William Wilberforce

April 2007


Last Sunday, I went to see the film Amazing Grace. It featured the life of William Wilberforce who in the late eighteenth century began a 20-year fight for the abolition of the British slave trade. On March 25, 1807, after almost 250 years of African slaving expeditions, the triumph finally came and the Act for the Abolition of the Slave Trade was passed.


While in his early twenties, Wilberforce was torn between devoting his life to serve God or join Parliament. His friends pointed out that he could do both by fighting against injustice as a member of Parliament. One of his encouragers was former slaveship master turned abolitionist minister John Newton, who penned the lyrics to the song Amazing Grace after “seeing the light.”


Wilberforce worked with fellow-abolitionist Thomas Clarkson to inform British citizens of slavery’s brutality. Slavery was seen as a necessary evil to most. Not many wanted to know the brutal, unimaginable truth. The logic went something like this: Sugarcane was an important crop processed by slaves in the West Indies. Britain needed sugar for tea. Slavery was necessary.


Another key abolitionist featured in the film was African-born Olaudah Equiano, who after being forced into slavery, bought his freedom and published an account of his life. His book and his presence in London as a learned, outspoken man provided the strong cognitive dissonance needed to change minds.

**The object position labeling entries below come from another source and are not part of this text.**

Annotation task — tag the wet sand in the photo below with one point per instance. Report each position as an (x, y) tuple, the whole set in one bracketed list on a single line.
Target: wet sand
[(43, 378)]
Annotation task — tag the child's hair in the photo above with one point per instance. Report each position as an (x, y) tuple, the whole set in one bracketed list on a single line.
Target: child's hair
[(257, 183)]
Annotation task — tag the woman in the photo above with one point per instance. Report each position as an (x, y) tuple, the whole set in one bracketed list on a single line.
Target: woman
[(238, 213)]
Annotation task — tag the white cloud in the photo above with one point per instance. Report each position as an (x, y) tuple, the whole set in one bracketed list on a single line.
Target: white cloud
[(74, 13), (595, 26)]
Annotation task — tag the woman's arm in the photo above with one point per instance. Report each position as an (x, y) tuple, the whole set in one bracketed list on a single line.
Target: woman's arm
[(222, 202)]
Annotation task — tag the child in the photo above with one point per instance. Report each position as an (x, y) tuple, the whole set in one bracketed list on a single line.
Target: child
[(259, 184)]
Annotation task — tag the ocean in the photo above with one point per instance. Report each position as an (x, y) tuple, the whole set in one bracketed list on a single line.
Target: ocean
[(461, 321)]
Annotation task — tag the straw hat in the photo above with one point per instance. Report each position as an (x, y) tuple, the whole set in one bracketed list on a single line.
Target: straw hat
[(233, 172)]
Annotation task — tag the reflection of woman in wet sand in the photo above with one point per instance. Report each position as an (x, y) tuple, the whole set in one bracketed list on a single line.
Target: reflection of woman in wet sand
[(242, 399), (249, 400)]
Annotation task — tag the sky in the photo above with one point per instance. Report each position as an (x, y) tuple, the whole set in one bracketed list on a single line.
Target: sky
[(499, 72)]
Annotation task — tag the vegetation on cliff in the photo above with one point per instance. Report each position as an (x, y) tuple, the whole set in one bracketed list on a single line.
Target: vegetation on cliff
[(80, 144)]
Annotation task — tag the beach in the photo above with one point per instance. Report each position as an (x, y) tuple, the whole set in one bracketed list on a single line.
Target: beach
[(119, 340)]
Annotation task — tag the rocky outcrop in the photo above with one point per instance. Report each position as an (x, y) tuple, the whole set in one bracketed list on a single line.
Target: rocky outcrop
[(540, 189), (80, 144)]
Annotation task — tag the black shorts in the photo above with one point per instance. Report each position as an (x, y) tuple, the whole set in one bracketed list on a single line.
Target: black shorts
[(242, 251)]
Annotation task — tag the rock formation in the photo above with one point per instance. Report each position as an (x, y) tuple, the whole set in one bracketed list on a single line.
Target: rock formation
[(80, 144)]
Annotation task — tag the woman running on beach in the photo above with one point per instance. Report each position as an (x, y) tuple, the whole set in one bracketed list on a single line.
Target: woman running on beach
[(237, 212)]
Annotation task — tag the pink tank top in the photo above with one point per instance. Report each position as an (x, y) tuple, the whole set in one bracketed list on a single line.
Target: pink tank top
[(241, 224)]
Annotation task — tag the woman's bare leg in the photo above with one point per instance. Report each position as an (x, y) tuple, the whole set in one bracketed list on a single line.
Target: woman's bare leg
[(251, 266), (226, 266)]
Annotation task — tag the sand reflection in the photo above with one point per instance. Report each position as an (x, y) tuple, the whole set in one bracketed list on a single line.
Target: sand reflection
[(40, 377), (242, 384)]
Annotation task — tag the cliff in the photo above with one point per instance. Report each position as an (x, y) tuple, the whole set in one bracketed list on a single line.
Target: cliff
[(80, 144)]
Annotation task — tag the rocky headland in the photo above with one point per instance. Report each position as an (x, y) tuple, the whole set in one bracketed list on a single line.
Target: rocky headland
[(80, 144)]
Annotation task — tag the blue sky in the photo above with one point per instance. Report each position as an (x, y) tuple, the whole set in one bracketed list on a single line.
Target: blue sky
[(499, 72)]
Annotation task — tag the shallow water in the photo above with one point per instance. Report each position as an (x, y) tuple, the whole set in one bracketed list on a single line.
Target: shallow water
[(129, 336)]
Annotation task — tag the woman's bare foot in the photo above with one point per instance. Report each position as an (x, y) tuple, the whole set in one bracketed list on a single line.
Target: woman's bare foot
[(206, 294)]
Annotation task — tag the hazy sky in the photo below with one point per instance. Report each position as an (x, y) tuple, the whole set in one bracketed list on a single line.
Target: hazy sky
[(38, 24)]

When the film was over and I was teary-eyed, the audience began an enthusiastic round of applause. I was so emotionally overcome that I couldn’t clap. I knew I would burst into tears. As I began walking out and unobtrusively dabbing my eyes, a young woman stood up and proclaimed, “Slavery is still going on today! Go home to your computers and google theamazingchange.com! Get informed!” Then the audience began clapping for the young woman. She began sobbing uncontrollably. 


The human brain is designed to ignore what is not immediately affecting its survival. It has to. We receive so much sensory stimulation that the brain has to filter out most of it and only pay attention to selected stimuli. Ignoring things is a natural phenomenon. Realizing that we have to actively educate ourselves about important issues that may not be in our immediate vicinity is a goal we must all work to accomplish.


The United States abolished the African slave trade on January 1, 1808, shortly after the British abolition. By the end of 1865, with the ratification of the 13th Amendment to the Constitution, slavery was abolished and prohibited in the United States.


Slavery still exists in many forms around the world. The remarkable theamazingchange.com website will undoubtedly prompt many to proclaim “Was blind, but now I see.”